Mario Isola di Pirelli ha enfatizzato l’importanza di questa fase di test. “Parlando del modo Straight Line anteriore, la FIA ha dato l’opportunità ai team di sviluppare un sistema che replicasse questo sull’ala anteriore. In quel caso, ovviamente, non devono rispettare il limite di velocità.” Questa flessibilità consente ai team di spingere i confini, con le auto mule tipicamente limitate a circa 300 km/h nelle sezioni rettilinee per proteggere gli pneumatici.

Isola ha aggiunto: “È anche utile per noi perché puoi confrontare un’auto che sta funzionando senza il sistema con un’auto che sta funzionando con il sistema. Quando abbiamo fatto il primo test con Ferrari con il sistema, è stato davvero utile per capire e confrontare questo test con tutti gli altri test, in termini di carico e di ciò che abbiamo ottenuto, per comprendere e rendere gli altri test più rappresentativi.”
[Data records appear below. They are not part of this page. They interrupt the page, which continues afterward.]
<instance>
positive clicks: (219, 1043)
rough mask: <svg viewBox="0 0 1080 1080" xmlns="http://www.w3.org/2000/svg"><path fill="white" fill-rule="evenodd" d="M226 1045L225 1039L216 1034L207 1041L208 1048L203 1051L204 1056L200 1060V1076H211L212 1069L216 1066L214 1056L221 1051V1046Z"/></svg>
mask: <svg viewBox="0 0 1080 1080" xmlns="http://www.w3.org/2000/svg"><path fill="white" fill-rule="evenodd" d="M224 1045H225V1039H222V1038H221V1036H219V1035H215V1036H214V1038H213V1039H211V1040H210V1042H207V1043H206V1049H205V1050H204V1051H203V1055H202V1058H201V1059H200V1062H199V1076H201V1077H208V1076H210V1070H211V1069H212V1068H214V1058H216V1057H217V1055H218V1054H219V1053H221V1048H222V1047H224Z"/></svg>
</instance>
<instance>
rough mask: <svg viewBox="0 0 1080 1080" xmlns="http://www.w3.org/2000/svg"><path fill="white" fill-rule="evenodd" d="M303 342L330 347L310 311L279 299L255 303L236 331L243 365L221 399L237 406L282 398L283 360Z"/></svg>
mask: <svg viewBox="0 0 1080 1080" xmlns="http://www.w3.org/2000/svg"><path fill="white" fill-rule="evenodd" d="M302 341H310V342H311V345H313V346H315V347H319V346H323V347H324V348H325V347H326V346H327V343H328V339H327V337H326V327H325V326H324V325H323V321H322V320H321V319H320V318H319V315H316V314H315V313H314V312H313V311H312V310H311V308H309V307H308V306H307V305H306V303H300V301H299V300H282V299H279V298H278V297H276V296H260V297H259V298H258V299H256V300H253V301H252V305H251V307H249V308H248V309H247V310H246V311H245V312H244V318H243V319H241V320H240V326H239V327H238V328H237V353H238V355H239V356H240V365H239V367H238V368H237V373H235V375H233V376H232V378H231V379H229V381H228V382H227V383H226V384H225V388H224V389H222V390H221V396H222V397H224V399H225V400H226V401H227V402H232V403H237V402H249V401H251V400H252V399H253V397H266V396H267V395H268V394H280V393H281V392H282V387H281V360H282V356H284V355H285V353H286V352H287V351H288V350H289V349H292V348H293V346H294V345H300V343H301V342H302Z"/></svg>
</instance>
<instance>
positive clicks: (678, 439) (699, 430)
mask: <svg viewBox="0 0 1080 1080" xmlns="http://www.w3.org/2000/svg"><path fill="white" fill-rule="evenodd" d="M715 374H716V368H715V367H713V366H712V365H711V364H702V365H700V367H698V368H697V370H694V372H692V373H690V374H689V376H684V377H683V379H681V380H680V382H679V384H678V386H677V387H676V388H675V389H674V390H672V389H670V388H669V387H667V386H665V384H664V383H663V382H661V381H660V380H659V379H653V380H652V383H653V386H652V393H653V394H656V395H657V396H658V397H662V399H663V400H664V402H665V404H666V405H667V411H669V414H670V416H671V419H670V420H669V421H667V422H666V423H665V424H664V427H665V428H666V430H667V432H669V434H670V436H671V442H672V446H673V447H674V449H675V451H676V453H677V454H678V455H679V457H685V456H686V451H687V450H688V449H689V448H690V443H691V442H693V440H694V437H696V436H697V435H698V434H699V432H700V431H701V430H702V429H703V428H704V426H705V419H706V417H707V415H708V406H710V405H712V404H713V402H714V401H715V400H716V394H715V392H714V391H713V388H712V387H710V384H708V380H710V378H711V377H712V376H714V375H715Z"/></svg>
Oltre alle innovazioni aerodinamiche, le squadre stanno anche cogliendo l’opportunità di sperimentare con cerchi prototipo, mescolando i design attuali con quelli previsti per il 2026. “In alcuni casi, le squadre chiedono di testare cerchi simili a quelli che utilizzeranno l’anno prossimo, quando ovviamente hanno più libertà nel progettare il cerchio. E sono stati autorizzati dalla FIA a fare un certo numero di prove con i nuovi cerchi,” ha spiegato Isola.

Con questo entusiasmante capitolo della Formula 1 che si svolge, fan ed esperti sono lasciati in trepidante attesa per i cambiamenti sismici che ci attendono nel 2026. Con squadre come Mercedes e Ferrari in prima linea, il futuro del motorsport non è solo all’orizzonte; sta correndo verso di noi a velocità vertiginosa.